魔術師
小さな部屋でかったるそうな声があがった
「ふぁ・・・」
ゆっくりと背伸びしながら彼女は眠りから覚めた
「あ〜。だる〜」
と言いつつなるはずもない肩をコキコキならそうとした。
もう三百年以上この行動で彼女は目覚める。
(でも、マイッタわね〜。あいつらに捕まってあんなもん作るとは・・・)
と思いつつ、ここ最近の彼女がはまってるセブンスターという煙草を探す。
「あ、ないでやんの」
(魔力もだいぶ戻ったことだし、今度誰かの体で買いにいくか〜)
などと考えていると。
「??」
(結界が弱くなってる・・・。)
彼女を束縛していた結界が極端に弱くなっているのである。
この結界はコンピュータ制御されて更にユンナの力も加わって作られいる強固な代物である。
おそらく、超先生が死に朝鮮製が機動したからシステムに不備がでたのであろう。
更に、その影響でユンナの結界の方にも影響が出て結界の効果を弱めてしまったのである。
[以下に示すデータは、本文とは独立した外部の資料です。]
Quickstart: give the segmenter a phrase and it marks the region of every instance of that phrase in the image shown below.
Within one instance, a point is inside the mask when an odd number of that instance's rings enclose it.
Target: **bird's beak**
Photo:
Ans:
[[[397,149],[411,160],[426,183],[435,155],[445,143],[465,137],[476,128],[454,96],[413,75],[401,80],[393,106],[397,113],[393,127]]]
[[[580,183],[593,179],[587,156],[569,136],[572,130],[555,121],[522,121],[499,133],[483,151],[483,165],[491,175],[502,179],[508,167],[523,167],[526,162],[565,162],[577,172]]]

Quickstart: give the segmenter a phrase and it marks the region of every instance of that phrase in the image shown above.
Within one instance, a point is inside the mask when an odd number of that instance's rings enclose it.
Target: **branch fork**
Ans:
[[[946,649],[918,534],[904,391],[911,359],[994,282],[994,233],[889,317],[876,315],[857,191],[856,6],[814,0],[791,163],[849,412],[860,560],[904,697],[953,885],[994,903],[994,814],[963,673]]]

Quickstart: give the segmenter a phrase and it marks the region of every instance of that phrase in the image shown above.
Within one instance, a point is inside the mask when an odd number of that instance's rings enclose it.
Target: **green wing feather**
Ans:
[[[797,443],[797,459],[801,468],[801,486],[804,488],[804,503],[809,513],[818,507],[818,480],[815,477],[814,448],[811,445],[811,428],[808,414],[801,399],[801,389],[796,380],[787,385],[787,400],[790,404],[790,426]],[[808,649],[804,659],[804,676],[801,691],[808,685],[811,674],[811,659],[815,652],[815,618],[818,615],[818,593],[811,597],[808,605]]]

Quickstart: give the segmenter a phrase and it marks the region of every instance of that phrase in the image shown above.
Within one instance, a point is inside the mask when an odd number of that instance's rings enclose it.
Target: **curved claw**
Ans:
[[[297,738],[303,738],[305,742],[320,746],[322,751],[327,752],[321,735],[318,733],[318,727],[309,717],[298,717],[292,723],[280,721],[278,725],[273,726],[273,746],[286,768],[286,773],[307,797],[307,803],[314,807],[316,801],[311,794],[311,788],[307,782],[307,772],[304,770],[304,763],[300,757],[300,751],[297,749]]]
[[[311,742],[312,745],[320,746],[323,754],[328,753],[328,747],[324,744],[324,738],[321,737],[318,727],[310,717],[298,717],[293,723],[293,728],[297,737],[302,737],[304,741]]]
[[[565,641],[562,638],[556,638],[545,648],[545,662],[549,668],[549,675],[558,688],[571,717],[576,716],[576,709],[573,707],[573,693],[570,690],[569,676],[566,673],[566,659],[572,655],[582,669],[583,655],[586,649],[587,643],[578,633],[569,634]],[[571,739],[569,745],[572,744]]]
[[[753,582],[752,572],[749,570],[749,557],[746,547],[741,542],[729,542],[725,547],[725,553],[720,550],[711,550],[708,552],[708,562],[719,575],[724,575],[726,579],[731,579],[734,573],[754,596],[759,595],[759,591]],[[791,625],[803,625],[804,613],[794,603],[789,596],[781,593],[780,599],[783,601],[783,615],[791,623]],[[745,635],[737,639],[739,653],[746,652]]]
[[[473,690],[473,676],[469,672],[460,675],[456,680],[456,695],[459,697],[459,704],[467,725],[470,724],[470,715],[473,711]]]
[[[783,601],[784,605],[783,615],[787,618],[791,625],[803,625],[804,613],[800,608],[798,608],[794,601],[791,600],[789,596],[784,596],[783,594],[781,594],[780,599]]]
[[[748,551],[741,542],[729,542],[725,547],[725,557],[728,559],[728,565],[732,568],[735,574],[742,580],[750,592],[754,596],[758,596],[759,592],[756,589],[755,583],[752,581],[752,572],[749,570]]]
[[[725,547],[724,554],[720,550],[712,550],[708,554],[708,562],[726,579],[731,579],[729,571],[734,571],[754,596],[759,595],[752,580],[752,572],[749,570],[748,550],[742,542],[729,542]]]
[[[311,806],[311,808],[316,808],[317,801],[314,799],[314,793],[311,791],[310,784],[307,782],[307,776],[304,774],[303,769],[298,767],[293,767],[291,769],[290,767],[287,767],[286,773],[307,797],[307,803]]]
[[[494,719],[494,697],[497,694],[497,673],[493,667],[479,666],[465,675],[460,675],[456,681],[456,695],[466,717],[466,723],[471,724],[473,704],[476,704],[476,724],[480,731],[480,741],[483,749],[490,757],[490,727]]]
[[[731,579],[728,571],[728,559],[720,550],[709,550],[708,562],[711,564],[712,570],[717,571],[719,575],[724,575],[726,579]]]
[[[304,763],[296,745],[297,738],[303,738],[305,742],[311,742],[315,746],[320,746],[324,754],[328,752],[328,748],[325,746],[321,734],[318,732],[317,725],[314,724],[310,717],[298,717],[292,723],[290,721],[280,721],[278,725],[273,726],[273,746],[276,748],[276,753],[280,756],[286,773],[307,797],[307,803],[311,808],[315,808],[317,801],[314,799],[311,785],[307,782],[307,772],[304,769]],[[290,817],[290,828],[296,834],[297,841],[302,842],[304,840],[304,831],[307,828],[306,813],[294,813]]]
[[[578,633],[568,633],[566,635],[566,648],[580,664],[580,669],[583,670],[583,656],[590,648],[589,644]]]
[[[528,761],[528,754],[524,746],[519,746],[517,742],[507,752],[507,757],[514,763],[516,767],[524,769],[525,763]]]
(何かあったのかな?この状態なら体さえあれば煙草買いに行けるわね〜)
どこかC調な彼女の考えは奇跡的に重要なことを思い出させた。
(ついでにルミラやアレイを助け出せるかも)
「まあ、ここ建物の状況でも調べますか」
と言って、
「〜〜〜〜〜〜」
絵の中の魔族、メイフィアは簡単に呪文を唱えた。
(この建物ですでに人が死んじゃったのか〜)
「ん?」
メイフィアの思念の中にノイズが飛び込んできた
『・・・・』
(魂だね、この感じは・・・。おそらくさっき死んだ人の。ちょっと遠いな、呼び寄せよう)
「〜〜〜」
また、呪文を唱えた。
『・・・』
(来た来た)
メイフィアは満足そうに微笑んだ。
〜十数分後〜
(まあ、そういうわけでちょっと体借りるね)
『・・・』
(大丈夫、契約は果たすよ〜。だからそっちも守ってね。絵の中に入っててユンナとかいう天使がきたら、適当にごまかせばいいから)
『・・・』
(貴方の格好は私に変身させとくね〜。これでばれないから、多分)
『・・・』
(そんな顔しないの、せっかく可愛いんだから。できるだけ助ける努力はするからさ〜)
(それじゃ、そろそろ行くね〜)
「〜〜〜〜〜、〜〜〜〜〜〜」
メイフィアは光球になり一気に飛んでいった。
そして、メイフィアの居た絵には心配顔のメイフィアが表れた。